I don't know a name for the exact conditions on your $(S,\prec)$. At first I thought it was just well-foundedness, but, I overlooked your requirement "except for elements in layer 0 which are not comparible [sic] with any other" (despite your boldface). As Brian Scott points out in his comment, your conditions are stronger than well-foundedness.

There are a few ways to characterize well-founded partial orders $(P,<)$, all equivalent in ZFC:

1. every nonempty subset of $P$ has a $<$-minimal element;
2. there are no infinite descending chains in $(P,<)$;
3. there is an order preserving function from $(P,<)$ into the ordinals.

If $(P,<)$ is well-founded then a stronger statement than 3. can be made: $(P,<)$ has a rank function, a function $\rho\colon (P,<)\to \mathsf{Ord}$ into the ordinals whose range has no "gaps" — that is, its range is an ordinal $\beta$, and for every $\alpha < \beta$, $\rho^{-1}(\alpha)$ is nonempty. The elements of $\rho^{-1}(\alpha)$ have rank, or "height", $\alpha$. The rank function is defined by well-founded recursion along $<$: $$ \rho(y) = sup_{x < y} (\rho(x) + 1). $$ Elements of rank $0$ are precisely the $<$-minimal elements.

Your $f$ isn't exactly a rank function, even if its range has no gaps: if $x\in S$ is a minimal element that's incomparable with everything in $S$, then $f(x) = 0$, but if $x\in S$ is a minimal element that has a successor, then $f(x) > 0$.

However, that's not the only extra requirement you impose.
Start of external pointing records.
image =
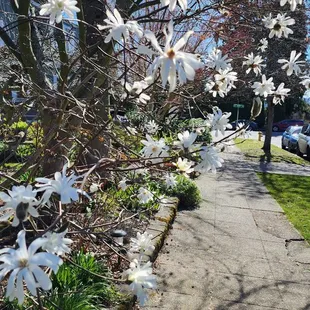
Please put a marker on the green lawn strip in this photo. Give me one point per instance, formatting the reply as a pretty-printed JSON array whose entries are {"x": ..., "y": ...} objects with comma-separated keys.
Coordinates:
[
  {"x": 252, "y": 150},
  {"x": 292, "y": 194}
]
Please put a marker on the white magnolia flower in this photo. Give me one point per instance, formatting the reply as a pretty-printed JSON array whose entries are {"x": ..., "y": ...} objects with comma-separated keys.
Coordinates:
[
  {"x": 172, "y": 4},
  {"x": 94, "y": 188},
  {"x": 25, "y": 265},
  {"x": 144, "y": 195},
  {"x": 305, "y": 81},
  {"x": 292, "y": 65},
  {"x": 210, "y": 160},
  {"x": 254, "y": 63},
  {"x": 122, "y": 184},
  {"x": 170, "y": 180},
  {"x": 184, "y": 166},
  {"x": 55, "y": 8},
  {"x": 18, "y": 203},
  {"x": 56, "y": 243},
  {"x": 137, "y": 90},
  {"x": 141, "y": 277},
  {"x": 219, "y": 121},
  {"x": 132, "y": 131},
  {"x": 186, "y": 140},
  {"x": 151, "y": 127},
  {"x": 154, "y": 148},
  {"x": 142, "y": 244},
  {"x": 216, "y": 88},
  {"x": 293, "y": 3},
  {"x": 171, "y": 60},
  {"x": 62, "y": 185},
  {"x": 263, "y": 88},
  {"x": 118, "y": 29},
  {"x": 279, "y": 25},
  {"x": 280, "y": 93},
  {"x": 264, "y": 45},
  {"x": 217, "y": 61}
]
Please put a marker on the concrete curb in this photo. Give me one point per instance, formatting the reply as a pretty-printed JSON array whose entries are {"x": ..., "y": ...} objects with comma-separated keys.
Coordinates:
[{"x": 159, "y": 228}]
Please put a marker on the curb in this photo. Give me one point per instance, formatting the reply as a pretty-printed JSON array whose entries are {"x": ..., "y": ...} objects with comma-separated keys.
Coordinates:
[{"x": 159, "y": 228}]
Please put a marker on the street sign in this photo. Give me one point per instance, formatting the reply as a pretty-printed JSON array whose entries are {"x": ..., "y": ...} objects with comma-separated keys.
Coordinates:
[{"x": 239, "y": 106}]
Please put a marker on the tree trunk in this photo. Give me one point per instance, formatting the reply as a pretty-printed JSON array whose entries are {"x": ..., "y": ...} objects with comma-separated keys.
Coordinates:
[{"x": 270, "y": 114}]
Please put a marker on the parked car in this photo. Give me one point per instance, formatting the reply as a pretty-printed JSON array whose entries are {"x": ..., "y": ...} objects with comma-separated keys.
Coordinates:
[
  {"x": 303, "y": 145},
  {"x": 290, "y": 138},
  {"x": 252, "y": 125},
  {"x": 283, "y": 125}
]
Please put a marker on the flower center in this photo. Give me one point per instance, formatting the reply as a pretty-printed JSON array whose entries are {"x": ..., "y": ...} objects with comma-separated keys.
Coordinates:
[
  {"x": 277, "y": 27},
  {"x": 171, "y": 53},
  {"x": 23, "y": 263},
  {"x": 154, "y": 149},
  {"x": 60, "y": 4}
]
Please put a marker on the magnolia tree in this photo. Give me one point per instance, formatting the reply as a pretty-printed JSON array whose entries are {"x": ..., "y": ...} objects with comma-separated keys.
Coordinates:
[{"x": 104, "y": 58}]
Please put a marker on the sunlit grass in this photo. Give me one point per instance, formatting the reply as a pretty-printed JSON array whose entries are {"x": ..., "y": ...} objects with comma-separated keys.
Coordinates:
[
  {"x": 252, "y": 150},
  {"x": 292, "y": 194}
]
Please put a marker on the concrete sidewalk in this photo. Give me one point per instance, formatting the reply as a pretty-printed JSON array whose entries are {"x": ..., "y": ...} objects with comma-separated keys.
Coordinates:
[{"x": 237, "y": 251}]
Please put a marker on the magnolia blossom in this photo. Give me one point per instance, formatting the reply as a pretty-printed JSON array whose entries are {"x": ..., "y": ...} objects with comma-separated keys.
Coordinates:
[
  {"x": 122, "y": 184},
  {"x": 264, "y": 45},
  {"x": 94, "y": 187},
  {"x": 215, "y": 60},
  {"x": 280, "y": 93},
  {"x": 137, "y": 90},
  {"x": 154, "y": 148},
  {"x": 141, "y": 277},
  {"x": 263, "y": 88},
  {"x": 171, "y": 60},
  {"x": 210, "y": 160},
  {"x": 118, "y": 29},
  {"x": 142, "y": 244},
  {"x": 216, "y": 88},
  {"x": 253, "y": 63},
  {"x": 56, "y": 243},
  {"x": 62, "y": 185},
  {"x": 151, "y": 127},
  {"x": 279, "y": 25},
  {"x": 186, "y": 139},
  {"x": 55, "y": 8},
  {"x": 219, "y": 121},
  {"x": 306, "y": 81},
  {"x": 25, "y": 264},
  {"x": 184, "y": 166},
  {"x": 170, "y": 180},
  {"x": 144, "y": 195},
  {"x": 172, "y": 4},
  {"x": 292, "y": 65},
  {"x": 293, "y": 3},
  {"x": 18, "y": 203}
]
You also require that for $x,y\in S$, if $f(x) = i < j = f(y)$ then $x\prec y$. This rules out many typical examples of well-founded partial orders, e.g. most trees.

Answer 2

As you allude to in your question, it might be more useful to consider the equivalence classes of your set, rather than the set itself. $S/f$ has a lot of nice properties: it's totally ordered, etc.

By the way, you tagged this as lattice-orders; if this was intentional, you can prove the following little theorem:

Theorem: if $S_i$ has more than one element, then $S_{i +1}$ must have only one element.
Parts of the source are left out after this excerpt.